Take home lesson 3: Have the discipline to work with a deadline, create milestones, make writing a habit and resist the temptation to just publish anything, test drive your content first if you can.

The resources: Ask for help

Right on the outset, I decided to work with a publishing project manager who knew the insides and out of self-publishing. I was mainly interested in writing my book and did not want to spend time learning the intricacies of publishing. So, I enlisted the help of Linda Scott, an author and owner of eFrog Press to manage the publishing of my book.
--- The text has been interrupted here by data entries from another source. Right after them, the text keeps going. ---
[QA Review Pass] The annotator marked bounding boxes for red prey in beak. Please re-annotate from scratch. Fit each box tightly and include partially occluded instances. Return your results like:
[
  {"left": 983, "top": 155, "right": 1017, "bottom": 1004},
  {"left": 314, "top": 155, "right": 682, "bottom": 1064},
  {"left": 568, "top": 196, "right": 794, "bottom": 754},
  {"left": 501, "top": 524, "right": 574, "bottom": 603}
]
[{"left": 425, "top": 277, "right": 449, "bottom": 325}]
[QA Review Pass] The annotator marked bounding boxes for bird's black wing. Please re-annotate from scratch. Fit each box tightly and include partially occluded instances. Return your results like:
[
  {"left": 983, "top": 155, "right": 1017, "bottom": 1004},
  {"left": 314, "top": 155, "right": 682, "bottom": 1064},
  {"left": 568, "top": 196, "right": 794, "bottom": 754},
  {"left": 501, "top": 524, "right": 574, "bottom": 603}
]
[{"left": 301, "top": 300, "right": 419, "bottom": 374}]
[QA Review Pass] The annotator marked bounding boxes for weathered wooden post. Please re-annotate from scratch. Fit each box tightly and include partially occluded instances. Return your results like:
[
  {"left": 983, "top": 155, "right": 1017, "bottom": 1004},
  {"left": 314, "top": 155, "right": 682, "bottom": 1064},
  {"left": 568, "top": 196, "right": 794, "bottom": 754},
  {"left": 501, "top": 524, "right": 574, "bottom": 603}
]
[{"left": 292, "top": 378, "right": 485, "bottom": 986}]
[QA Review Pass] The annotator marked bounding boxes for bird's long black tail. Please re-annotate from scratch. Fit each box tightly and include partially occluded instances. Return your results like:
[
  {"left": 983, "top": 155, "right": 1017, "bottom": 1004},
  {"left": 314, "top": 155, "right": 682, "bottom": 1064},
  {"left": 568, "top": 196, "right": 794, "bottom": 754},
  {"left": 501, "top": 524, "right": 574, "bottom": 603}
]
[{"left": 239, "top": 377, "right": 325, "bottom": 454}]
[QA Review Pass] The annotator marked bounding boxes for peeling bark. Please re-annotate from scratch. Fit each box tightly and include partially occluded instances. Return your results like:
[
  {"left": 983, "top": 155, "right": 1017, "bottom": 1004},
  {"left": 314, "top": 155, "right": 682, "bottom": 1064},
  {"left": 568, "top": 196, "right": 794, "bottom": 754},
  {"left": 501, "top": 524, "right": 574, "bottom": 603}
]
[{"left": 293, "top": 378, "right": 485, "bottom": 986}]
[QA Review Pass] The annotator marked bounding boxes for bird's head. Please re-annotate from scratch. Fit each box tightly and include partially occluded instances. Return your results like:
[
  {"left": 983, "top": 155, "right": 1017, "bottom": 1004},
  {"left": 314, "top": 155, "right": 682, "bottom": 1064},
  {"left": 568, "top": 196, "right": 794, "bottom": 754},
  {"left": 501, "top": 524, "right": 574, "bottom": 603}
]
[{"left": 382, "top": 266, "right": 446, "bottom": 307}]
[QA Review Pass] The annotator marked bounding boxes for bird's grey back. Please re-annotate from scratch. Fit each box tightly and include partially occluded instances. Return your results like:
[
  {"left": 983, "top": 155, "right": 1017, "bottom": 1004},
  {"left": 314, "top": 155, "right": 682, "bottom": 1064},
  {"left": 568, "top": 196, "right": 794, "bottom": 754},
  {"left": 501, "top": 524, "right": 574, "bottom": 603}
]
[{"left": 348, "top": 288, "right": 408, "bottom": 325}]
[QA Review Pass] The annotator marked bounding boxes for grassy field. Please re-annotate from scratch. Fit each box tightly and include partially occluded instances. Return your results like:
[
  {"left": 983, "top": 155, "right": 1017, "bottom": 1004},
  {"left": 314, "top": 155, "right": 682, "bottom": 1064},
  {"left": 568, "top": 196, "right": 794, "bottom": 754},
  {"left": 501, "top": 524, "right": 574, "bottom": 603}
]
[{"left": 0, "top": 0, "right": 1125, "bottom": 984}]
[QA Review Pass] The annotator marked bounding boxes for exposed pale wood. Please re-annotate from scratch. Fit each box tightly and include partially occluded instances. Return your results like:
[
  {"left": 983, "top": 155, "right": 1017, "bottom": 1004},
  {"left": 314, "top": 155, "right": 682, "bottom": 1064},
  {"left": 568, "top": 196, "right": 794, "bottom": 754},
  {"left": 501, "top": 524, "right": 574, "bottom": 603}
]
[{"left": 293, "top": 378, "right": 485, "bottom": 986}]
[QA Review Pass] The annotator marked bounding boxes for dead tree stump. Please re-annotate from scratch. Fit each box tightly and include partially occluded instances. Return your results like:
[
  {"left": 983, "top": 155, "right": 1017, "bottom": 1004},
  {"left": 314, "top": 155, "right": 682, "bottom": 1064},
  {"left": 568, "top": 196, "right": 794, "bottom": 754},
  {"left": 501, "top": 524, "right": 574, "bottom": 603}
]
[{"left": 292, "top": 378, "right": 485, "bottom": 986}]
Now, if you are going to follow my lead and hire an expert, be sure that you have the necessary funds not only to compensate them for their services, but also to pay for costs associated with publication and marketing your book. So if you want to self publish, make sure you have the funds to support it. To give you an idea of the different types of expertise it takes to self publish I will list some of the different types of services eFrog Press coordinated for my project:

  1. Developmental editing
  2. Copy editing
  3. Proof reading
  4. Cover design
  5. Interior book design
  6. Permissions editing (to make sure you are not violating anyone’s copyright)
  7. E-book publishing
  8. Library of Congress listing

All of these experts charge a fee and the more words in your book, the costlier it will be.

Take home lesson 4: Don’t just write a book because everyone’s doing it. Only start on a publishing journey if you know there will be a need and if you have the funds to support it.

I must confess that the journey to completing this book required a lot of grit and the genuine belief that I was adding real value to the discussion around effectively communicating global warming solutions.  If you believe your writing can do the same, then don’t hesitate to start writing.